DOLMANCÉ: Espera, caballero, espera; yo mismo seré quien la introduzca; pero previamente, y por ello pido perdón a la hermosa Eugenia, tiene que permitirme azotarla para ponerla a punto.
(La azota.)

EUGENIA: Os aseguro que esta ceremonia es inútil... Decid, más bien, Dolmancé, que satisface vuestra lujuria; pero al proceder a ella, os suplico que no finjáis que hacéis algo por mí.

DOLMANCÉ,
que sigue azotándola
: ¡Ah, ya me daréis noticias dentro de poco!... No conocéis el imperio de este preliminar... ¡Vamos, vamos, bribonzuela, seréis fustigada!

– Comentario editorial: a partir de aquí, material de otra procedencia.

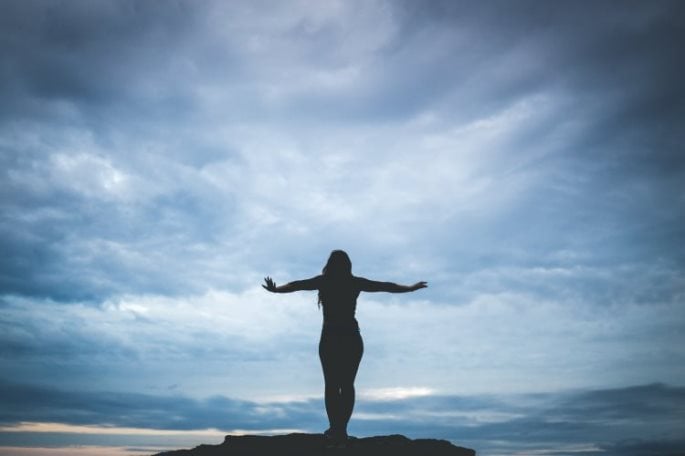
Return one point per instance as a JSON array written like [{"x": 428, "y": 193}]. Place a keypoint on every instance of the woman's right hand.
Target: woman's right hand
[
  {"x": 270, "y": 285},
  {"x": 419, "y": 285}
]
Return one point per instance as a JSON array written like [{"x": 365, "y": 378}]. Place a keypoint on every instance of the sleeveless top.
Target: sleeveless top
[{"x": 339, "y": 302}]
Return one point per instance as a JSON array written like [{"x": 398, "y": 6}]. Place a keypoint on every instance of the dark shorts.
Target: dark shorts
[{"x": 340, "y": 349}]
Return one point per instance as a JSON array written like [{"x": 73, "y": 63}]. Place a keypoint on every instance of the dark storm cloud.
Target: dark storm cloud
[
  {"x": 89, "y": 53},
  {"x": 650, "y": 415},
  {"x": 132, "y": 70}
]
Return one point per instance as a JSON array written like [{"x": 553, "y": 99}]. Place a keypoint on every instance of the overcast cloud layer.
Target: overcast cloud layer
[{"x": 158, "y": 160}]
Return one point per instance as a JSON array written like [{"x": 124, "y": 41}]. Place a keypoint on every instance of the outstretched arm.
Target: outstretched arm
[
  {"x": 390, "y": 287},
  {"x": 297, "y": 285}
]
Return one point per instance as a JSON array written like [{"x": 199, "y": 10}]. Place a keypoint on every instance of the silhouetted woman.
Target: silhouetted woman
[{"x": 341, "y": 346}]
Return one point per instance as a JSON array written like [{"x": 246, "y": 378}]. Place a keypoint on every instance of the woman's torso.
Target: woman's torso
[{"x": 339, "y": 300}]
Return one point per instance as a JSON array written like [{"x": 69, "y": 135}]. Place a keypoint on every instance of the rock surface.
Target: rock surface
[{"x": 315, "y": 445}]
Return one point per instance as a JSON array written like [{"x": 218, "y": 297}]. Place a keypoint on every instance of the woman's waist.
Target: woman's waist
[{"x": 340, "y": 325}]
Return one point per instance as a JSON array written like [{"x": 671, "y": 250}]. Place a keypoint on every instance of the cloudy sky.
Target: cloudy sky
[{"x": 158, "y": 159}]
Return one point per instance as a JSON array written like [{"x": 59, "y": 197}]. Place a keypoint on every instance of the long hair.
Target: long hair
[{"x": 338, "y": 268}]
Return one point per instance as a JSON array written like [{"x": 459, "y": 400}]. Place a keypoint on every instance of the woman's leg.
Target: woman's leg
[
  {"x": 352, "y": 357},
  {"x": 340, "y": 356},
  {"x": 327, "y": 356}
]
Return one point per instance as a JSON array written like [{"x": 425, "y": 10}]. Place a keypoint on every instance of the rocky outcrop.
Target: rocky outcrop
[{"x": 316, "y": 445}]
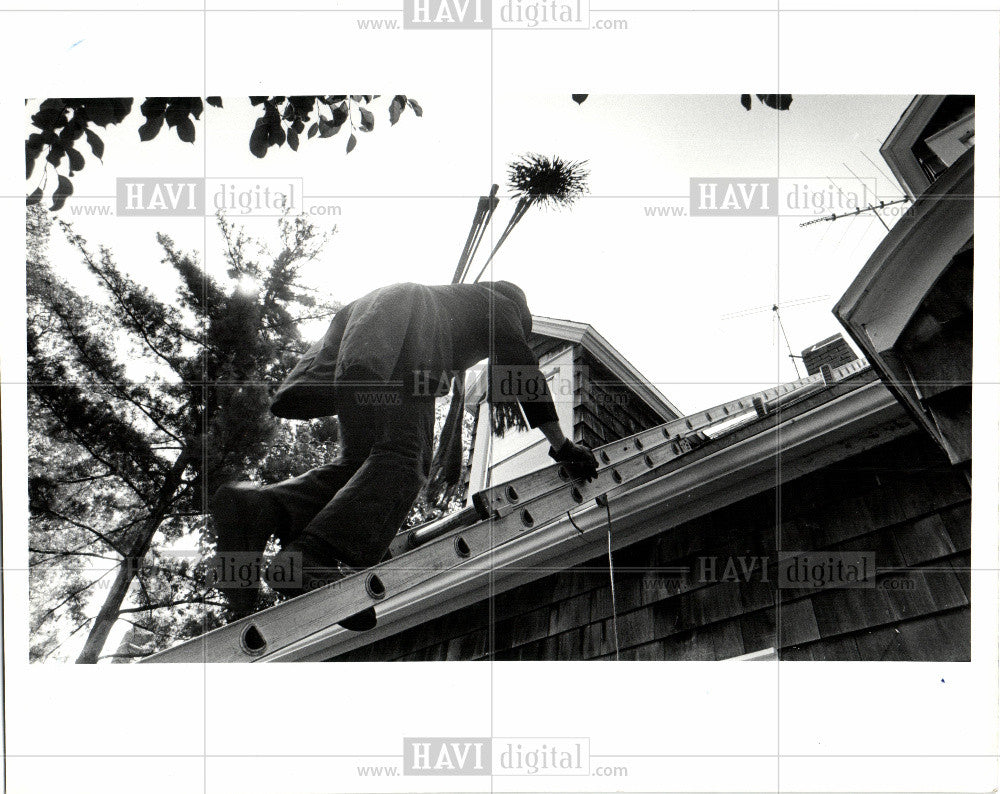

EUGENIA: ¡Oh, cielos! ¡Con qué empeño golpea!... ¡Mis nalgas están ardiendo!... Pero ¡me hacéis daño, de veras!...

SRA. DE SAINT-ANGE: Voy a vengarte, amiga mía; voy a devolvérselo.
(Y azota ella a Dolmancé.)

DOLMANCÉ: ¡Oh! ¡Muchísimas gracias! Sólo un favor le pido a Eugenia: que me deje azotarla con la misma cuerda con la que yo deseo que me azoten; ya veis que sigo en esto la ley de la naturaleza; pero esperad, arreglémoslo mejor: que Eugenia se suba a vuestros lomos, señora; se agarrará a vuestro cuello, como esas madres que llevan a sus hijos a la espalda; así tendré dos culos al alcance de mi mano; los zurraré juntos; el caballero y Agustín me lo devolverán golpeando los dos juntos a la vez mis nalgas... Sí, así es... ¡Ay, ya estamos!... ¡Qué delicia!